Those things would make a German war of agression against Russia impossible after a point. But Russia would never be strong enough to try a war of agression against Germany (or a closely allied Austria), in a war where Germany would still be able to trade with the world.
Why wouldn't it? Sukhomlinov's Great Program was supposed to improve the Russian army to the point that literally everybody before the war on both sides
thought that Russia would be capable of pulling off a massive offensive into eastern Germany and pancaking the Krauts. Furthermore, the Russian military was not a defensive instrument any more than it was an offensive one. Why can it only have succeeded on the defensive and not on the offensive?

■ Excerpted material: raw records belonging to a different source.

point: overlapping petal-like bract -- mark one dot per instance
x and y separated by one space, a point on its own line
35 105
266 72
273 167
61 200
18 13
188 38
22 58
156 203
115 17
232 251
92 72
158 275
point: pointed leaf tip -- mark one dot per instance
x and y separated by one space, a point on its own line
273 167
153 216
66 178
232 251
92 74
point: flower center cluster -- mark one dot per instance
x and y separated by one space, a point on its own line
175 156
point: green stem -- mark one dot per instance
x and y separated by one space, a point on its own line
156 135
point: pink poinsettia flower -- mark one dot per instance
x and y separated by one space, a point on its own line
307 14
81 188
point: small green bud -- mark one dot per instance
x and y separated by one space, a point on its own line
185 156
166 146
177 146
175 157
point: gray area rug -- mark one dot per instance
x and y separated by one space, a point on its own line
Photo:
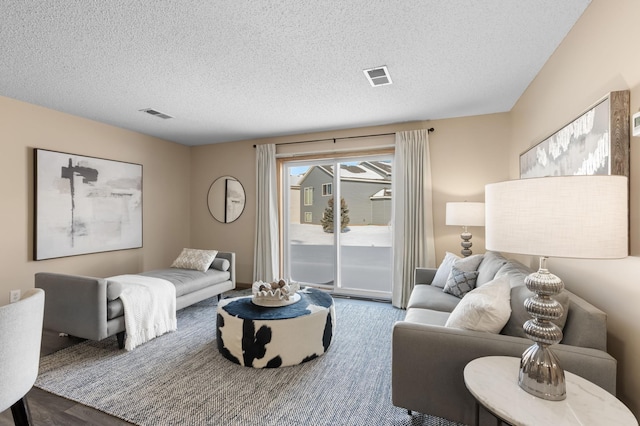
181 378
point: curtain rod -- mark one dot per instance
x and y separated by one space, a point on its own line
431 129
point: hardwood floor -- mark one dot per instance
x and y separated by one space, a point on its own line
49 409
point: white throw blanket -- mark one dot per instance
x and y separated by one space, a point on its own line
149 308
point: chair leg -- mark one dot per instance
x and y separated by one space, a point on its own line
120 337
21 413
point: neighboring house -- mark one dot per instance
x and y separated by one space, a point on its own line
294 200
365 187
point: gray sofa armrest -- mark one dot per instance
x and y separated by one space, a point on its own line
424 275
75 305
428 363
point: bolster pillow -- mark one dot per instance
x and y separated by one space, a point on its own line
221 264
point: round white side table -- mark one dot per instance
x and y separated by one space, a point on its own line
493 381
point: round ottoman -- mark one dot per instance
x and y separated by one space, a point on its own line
269 337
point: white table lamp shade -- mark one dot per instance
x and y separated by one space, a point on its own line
465 214
568 216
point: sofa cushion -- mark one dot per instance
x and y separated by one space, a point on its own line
426 296
188 280
460 282
199 260
426 316
485 308
491 262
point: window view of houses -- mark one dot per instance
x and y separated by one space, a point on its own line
340 226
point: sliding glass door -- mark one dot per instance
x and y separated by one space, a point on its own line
337 229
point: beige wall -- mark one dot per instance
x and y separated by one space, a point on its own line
599 55
466 153
166 178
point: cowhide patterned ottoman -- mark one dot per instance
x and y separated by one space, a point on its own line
269 337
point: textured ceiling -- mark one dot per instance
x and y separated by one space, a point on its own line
237 70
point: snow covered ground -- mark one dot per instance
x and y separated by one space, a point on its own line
365 257
366 236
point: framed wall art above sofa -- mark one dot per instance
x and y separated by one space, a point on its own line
595 143
85 205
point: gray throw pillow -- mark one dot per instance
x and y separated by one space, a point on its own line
460 282
440 279
491 263
221 264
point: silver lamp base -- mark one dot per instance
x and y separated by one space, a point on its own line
540 372
466 242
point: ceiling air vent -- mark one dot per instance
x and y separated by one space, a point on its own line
378 76
156 113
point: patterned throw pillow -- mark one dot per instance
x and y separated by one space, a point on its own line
200 260
460 282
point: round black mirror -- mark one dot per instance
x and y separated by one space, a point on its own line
226 199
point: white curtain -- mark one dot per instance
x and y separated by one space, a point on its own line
266 255
413 239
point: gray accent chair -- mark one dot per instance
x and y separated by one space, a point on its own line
20 339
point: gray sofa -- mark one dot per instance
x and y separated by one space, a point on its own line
89 307
428 358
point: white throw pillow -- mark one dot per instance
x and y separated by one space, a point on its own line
485 308
200 260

Germany would never do this under the Kaiser, they were intent on an imperial sphere in Eastern Europe of a realpolitik/brute force sort, as opposed to killing all the Slavs to Germanize Eastern Europe which is what the second version was about.

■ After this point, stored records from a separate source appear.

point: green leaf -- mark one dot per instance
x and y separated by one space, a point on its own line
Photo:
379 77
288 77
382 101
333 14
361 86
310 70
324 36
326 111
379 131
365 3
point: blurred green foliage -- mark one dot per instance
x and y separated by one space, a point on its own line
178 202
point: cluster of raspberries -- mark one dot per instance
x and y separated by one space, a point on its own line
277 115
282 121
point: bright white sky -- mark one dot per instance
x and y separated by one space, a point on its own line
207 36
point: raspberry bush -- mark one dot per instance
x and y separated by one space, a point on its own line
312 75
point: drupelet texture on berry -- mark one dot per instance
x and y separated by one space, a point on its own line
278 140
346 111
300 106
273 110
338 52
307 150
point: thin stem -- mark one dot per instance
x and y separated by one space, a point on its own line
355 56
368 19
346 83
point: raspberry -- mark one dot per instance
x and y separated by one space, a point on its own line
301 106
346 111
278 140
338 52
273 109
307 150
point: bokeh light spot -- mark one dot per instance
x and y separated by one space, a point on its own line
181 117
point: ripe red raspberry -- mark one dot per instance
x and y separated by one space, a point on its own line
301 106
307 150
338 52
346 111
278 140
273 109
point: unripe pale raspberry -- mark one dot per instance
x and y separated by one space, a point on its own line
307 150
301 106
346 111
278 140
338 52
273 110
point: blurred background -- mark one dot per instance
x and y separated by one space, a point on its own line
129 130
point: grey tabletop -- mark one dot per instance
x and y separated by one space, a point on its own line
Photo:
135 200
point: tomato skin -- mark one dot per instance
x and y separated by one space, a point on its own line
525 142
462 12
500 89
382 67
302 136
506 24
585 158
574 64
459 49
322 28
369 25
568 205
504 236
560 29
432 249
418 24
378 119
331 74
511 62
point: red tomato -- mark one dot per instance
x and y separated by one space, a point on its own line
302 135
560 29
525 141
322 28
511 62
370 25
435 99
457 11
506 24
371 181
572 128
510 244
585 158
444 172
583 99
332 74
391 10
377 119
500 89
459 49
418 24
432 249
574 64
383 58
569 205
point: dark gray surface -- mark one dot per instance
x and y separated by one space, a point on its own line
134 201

I agree, but with the caveat that this war goal only came up after the war actually started. But it definitely drove the way the negotiations went in 1918.
The Russian military had made enormous improvements in logistics and manpower potential since the 1905 Revolution and was in the middle of an improved logistical peacetime manpower coupling that would have given it a peacetime army sufficient to swamp the Germans in the opening offensive, rendering the Schlieffen Plan impossible.

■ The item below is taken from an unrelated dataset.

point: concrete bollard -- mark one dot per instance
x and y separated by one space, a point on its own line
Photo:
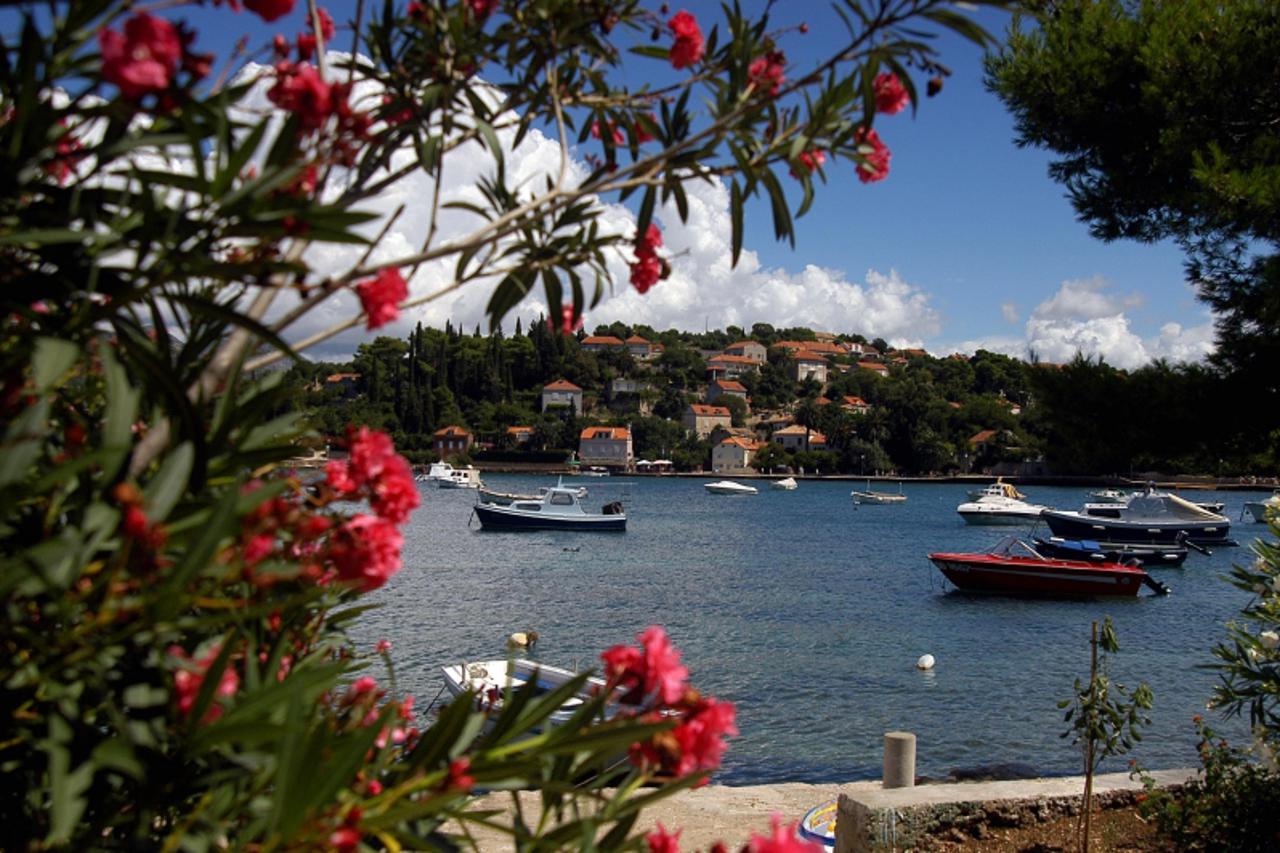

Yeah, the "Great Program". It terrified pretty much everybody in Berlin. By the way, the "Schlieffen Plan" didn't exist.
Eh, the only thing that could help any Russian army is to focus on field artillery and field guns, not fortifications. Germany was prepared in all the right ways for WWI as it developed more than the other powers were, if Russia had put a fraction of the sheer ludicrous quantity of ammunition in the historical forts into actual field guns, the Germans would have needed all their skill to limit Russian incursions into Germany and would never have gotten near Warsaw.
The fortifications weren't a terrible idea by themselves, so long as they were actually used properly. In the event, they weren't; everybody knows the story of the fortress of Novogeorgievsk, which, when captured by the Germans in 1915, contained well over a million artillery shells in its bunkers. Even the lowly Austrians put their fortresses at Lemberg and Przemysl to better use.
What Russia's biggest problem was was its army's failure to decide on a single course of action. Some officers wanted to rely on a strategic defensive to take advantage of Russia's terrain and fortress system, a strategy that had excellent precedent in 1812. Others pointed to the French alliance and noted that they were committed to an invasion of Germany. Ultimately, all of Russia's war plans split the difference between these two options, as did Russia's military budget. Furthermore, the Russians, as did the French, failed to distinguish between the tactical defensive or offensive and the strategic defensive or offensive. Nobody seriously considered a offensive-defensive thrust into Germany or Austria, for instance. All of the imagery of the "attack" factions gravitated towards "cold steel" and "bayonet charge". The strategic defensive was usually connected to "artillerists" who preferred to keep the guns inside the fortresses; although there were some young Turks who argued for the field guns, they were few and far between and made no serious impact on budgetary discussions.
The result was something called "institutional surprise", something that crippled the Russians even more than did their failure to complete the Great Program by the start of the war. (It affected the French and Germans as well, but in rather dramatically different ways.) Russia's army was caught in a period of flux, which made it uniquely unprepared for waging war against Germany in the short run.